Will Education Shrink a Woman’s Uterus?

Classes start this week for many students. In honor, I’ll raise this question: Does education shrink a woman’s uterus?

At one point this was a real worry. In 1873 Edward Clark of Harvard voiced his concern. In 1889 the renowned scientist R.R. Coleman cautioned university women, “You are on the brink of destruction… Beware!! Science pronounces that the woman who studies is lost.”

Scientists fretted because the more education a woman gained the fewer children she bore. They hadn’t imagined the most obvious cause: That educated women simply put off marriage and childbearing.

Who knows how many women were discouraged from education from such silly concerns.

Worries about weak minds were accompanied by worries about weak bodies: Some 19th Century doctors explained that corsets were needed because women’s bodies were too frail to adequately hold themselves up.

Uneven bars were invented for women gymnasts, who were thought to need rest between each move.

Moral of the story:

Don’t make judgments, scientific or otherwise, that assume biology lies behind social patterns and stereotypes.

Think we don’t do this today?

I’ve already written about Hugh Hefner’s assumption that women are naturally sex objects.

Notions that women lack ability in science or math are still bandied about, while evolutionary psychology is accepted by most.

Yet each of these notions is based on stereotypes and social patterns that vary by culture. They are not biologically based.

Details to come!

Georgia Platts


Goodman, Ellen, “Anxiety Reigns As Women Pull Ahead On Campus.” San Jose Mercury News. September 3, 2002

Smith, Barbara Clark and Kathy Piess. Men and Women: A History of Costume, Gender, and Power. Smithsonian Institution. 1989


About BroadBlogs

I have a Ph.D. from UCLA in sociology (emphasis: gender, social psych). I currently teach sociology and women's studies at Foothill College in Los Altos Hills, CA. I have also lectured at San Jose State. And I have blogged for Feminispire, Ms. Magazine, The Good Men Project and Daily Kos. Also been picked up by The Alternet.

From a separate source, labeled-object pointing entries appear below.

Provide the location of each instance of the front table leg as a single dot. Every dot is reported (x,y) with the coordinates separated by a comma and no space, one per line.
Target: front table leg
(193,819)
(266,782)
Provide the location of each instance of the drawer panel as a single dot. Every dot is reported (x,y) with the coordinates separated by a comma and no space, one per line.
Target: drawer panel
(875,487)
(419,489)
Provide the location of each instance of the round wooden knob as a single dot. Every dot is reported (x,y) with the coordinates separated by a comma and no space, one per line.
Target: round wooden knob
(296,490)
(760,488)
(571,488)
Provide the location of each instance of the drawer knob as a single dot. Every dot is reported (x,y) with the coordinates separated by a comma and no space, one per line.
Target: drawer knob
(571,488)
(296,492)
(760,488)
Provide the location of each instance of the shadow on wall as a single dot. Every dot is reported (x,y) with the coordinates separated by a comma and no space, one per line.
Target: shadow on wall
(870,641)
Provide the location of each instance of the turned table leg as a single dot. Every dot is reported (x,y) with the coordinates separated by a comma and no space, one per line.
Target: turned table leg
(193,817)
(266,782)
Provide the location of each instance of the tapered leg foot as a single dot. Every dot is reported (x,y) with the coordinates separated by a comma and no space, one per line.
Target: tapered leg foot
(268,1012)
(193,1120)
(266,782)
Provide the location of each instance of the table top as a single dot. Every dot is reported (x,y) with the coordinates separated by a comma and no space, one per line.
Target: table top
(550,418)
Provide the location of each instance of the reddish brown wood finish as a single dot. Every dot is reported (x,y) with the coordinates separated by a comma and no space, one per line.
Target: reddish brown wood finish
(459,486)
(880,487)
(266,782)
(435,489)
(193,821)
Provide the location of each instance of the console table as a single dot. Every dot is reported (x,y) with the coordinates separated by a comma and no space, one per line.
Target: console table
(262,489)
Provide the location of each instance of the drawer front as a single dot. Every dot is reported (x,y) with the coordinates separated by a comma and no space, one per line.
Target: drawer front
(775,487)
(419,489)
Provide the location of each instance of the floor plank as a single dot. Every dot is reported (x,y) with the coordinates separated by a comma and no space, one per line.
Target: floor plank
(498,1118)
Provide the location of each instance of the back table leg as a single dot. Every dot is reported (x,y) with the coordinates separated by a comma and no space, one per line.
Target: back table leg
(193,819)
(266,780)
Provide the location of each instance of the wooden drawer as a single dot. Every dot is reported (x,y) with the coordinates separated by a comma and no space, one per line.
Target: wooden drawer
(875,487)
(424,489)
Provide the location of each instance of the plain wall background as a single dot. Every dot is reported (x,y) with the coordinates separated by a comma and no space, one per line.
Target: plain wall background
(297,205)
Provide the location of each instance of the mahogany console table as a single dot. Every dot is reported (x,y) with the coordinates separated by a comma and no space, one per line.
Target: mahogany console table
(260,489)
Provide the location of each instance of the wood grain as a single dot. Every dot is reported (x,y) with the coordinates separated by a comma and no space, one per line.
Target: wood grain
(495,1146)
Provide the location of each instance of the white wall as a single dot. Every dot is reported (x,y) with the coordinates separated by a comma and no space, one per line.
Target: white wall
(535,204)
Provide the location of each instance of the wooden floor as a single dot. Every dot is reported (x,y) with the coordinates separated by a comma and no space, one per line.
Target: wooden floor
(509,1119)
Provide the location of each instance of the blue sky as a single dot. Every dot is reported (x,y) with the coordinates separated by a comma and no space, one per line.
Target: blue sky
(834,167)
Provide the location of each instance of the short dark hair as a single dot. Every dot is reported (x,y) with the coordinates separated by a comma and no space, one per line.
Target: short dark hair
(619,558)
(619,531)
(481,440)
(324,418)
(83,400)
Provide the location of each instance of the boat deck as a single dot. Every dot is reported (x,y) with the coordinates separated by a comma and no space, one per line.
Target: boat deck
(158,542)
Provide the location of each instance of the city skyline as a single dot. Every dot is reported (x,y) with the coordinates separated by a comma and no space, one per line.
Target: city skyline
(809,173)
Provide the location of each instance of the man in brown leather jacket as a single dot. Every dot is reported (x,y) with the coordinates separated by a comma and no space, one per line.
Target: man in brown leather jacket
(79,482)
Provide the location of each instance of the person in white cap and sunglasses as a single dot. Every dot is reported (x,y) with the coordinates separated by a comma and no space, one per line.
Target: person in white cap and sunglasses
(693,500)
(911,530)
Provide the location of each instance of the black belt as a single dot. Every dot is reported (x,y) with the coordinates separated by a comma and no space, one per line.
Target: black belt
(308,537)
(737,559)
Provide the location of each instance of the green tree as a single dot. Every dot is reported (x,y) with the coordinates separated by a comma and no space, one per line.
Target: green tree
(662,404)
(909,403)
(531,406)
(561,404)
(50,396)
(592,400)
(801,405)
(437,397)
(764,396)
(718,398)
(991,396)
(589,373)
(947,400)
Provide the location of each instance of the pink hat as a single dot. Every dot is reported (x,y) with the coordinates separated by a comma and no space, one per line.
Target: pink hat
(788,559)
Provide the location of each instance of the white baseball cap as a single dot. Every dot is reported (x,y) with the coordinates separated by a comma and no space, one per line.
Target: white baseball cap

Posted on August 16, 2010, in feminism, gender, sexism, women and tagged , , , , , , , , . Bookmark the permalink. 5 Comments.

  1. I find this a really interesting post. I agree that there is no biological connections between the uterus shirinking and education. Women with higher levels of education or women who go to college are more educated about things such as birth control and safe sex, they are also more educated about the hardships and the challenge, both emotionally and financially aout raising children. Therefore, a woman who goes to college is more likely to focus more on her career first beforoe thinkig of settling down and having children. Since our culture is extremely patriarchal, I think they make up connections like uterus shrinking to just basically make women more underprivileged and they do not want women to be able to be as educated as a man is.

  2. Obviously, the part about the uterus shrinking is ridiculous, I don’t understand how “professionals” and otherwise “intelligent” people sometimes make claims founded on nothing. However, it is not unreasonable to think that there are indeed differences based on biology and genetics. The same genes that make us physically different could also make us mentally capable of different things. It is harder for women to enter math and science because historically, it has been progressed mostly by men. However, when it comes to things like spatial reasoning, some believe that men are simply better than women, say at turning a house around in their heads. However, this could of course be because men play with Legos when younger. Neither possibility should be ruled out. At the same time, women are thought better at empathy and connecting with the other. These kinds of things could be the result of the fact that men have more neurons in the brain, while women have more connections between the neurons.

  3. Well you have done it again Georgia, hit the nail right on the head! They are culturally not biologically based.

    We have much to unearn about women!

    • I meant to write Un LEARN. we have much to relearn would probably be the correct term but I was playing with words. I was attempting to make a point about what we think we know about women and the few catagories we place the in as a result.